A su vez, se realizó un trabajo de campo “con ratas Marchigian Sardinian con preferencia por el alcohol” donde se obtuvieron los mismos resultados en cuanto al avance del deterioro en la materia gris del cerebro. Los investigadores subrayan que, en el caso de los humanos, los resultados se pueden ver afectados por las demás adicciones a otras sustancias que tenían los pacientes. Con lo cual, podían interferir a la hora de establecer una relación “causa-efecto”. Sin embargo, esta posibilidad no existe con los animales de laboratorio.
Además, “los estudios con modelos animales permiten monitorizar la transición desde un estado normal y saludable a la dependencia de alcohol en el cerebro”, publican los expertos.
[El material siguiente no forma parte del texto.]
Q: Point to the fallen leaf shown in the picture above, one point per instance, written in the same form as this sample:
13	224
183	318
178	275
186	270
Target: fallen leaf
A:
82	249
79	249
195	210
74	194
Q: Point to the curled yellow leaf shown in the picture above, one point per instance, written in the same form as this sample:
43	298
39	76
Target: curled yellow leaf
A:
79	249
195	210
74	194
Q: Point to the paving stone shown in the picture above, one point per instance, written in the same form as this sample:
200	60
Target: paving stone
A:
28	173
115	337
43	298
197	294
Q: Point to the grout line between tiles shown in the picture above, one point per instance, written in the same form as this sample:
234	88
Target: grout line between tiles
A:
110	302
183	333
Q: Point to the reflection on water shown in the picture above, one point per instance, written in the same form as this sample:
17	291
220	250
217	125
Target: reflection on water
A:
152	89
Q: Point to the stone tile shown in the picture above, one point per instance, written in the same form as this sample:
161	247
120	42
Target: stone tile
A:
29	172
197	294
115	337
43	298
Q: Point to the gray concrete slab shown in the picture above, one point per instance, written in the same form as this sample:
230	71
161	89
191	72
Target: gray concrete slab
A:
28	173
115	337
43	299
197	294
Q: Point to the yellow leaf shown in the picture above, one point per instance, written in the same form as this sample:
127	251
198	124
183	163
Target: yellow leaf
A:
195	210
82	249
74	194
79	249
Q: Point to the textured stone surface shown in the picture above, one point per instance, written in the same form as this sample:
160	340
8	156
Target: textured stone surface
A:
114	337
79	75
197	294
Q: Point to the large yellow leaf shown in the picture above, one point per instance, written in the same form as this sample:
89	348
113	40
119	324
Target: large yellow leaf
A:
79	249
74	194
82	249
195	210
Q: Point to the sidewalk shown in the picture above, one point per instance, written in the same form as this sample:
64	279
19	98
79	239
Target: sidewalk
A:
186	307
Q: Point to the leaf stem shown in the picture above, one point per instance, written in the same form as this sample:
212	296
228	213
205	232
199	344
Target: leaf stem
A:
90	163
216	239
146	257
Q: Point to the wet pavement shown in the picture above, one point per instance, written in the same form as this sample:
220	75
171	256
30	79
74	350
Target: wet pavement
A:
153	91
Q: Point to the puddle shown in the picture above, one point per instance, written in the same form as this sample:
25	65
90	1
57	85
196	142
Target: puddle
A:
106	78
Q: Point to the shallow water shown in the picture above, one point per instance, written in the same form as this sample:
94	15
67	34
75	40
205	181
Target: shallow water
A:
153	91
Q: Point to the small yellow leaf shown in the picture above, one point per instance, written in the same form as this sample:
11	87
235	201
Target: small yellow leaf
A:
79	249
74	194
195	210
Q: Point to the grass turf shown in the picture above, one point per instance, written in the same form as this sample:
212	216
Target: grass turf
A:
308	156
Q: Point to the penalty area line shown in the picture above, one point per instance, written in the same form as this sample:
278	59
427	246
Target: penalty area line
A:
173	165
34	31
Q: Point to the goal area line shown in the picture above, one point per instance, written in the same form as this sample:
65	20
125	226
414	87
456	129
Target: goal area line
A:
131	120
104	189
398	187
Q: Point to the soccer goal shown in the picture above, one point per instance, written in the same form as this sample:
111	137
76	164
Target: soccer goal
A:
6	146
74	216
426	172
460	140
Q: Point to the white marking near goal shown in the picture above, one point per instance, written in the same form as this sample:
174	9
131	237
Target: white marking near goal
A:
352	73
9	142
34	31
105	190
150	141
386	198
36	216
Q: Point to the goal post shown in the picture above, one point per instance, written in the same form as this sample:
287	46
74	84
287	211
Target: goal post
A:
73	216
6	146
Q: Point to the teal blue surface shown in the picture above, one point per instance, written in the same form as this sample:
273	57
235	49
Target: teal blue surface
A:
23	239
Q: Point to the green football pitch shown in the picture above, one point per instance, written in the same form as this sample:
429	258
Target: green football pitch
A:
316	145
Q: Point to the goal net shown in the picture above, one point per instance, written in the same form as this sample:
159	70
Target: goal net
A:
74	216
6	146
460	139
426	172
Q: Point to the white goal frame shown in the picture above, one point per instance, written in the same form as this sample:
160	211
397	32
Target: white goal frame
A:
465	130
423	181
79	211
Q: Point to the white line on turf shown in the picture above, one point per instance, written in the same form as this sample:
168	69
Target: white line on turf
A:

Por su parte, continúan, este proceso “no es posible verlo en humanos, porque en los estudios participan voluntarios sanos y personas que ya tienen un trastorno por abuso de alcohol”.
Tras el estudio los investigadores implicados tienen la hipótesis de que “la progresión de los daños se mantiene porque se pone en marcha un proceso inflamatorio en el cerebro que avanza incluso en ausencia de alcohol”. Además, subrayan que probablemente este deterioro esté “relacionado también con la facilidad de recaída que se produce después de dejar de beber durante el periodo crítico de la abstinencia”.
Después de este hallazgo, en el Instituto de Neurociencias del CSIC y en el Instituto Central de Salud Mental de la Universidad de Heidelberg siguieron investigando y en 2020 publicaron las conclusiones de un segundo trabajo. Según destacan los responsables, “el alcohol aumenta su capacidad adictiva cambiando la geometría de la materia gris del cerebro”. Estos cambios “facilitan la difusión de neurotransmisores como la dopamina, implicada en la motivación y las adicciones, lo que aumenta el poder adictivo del alcohol”.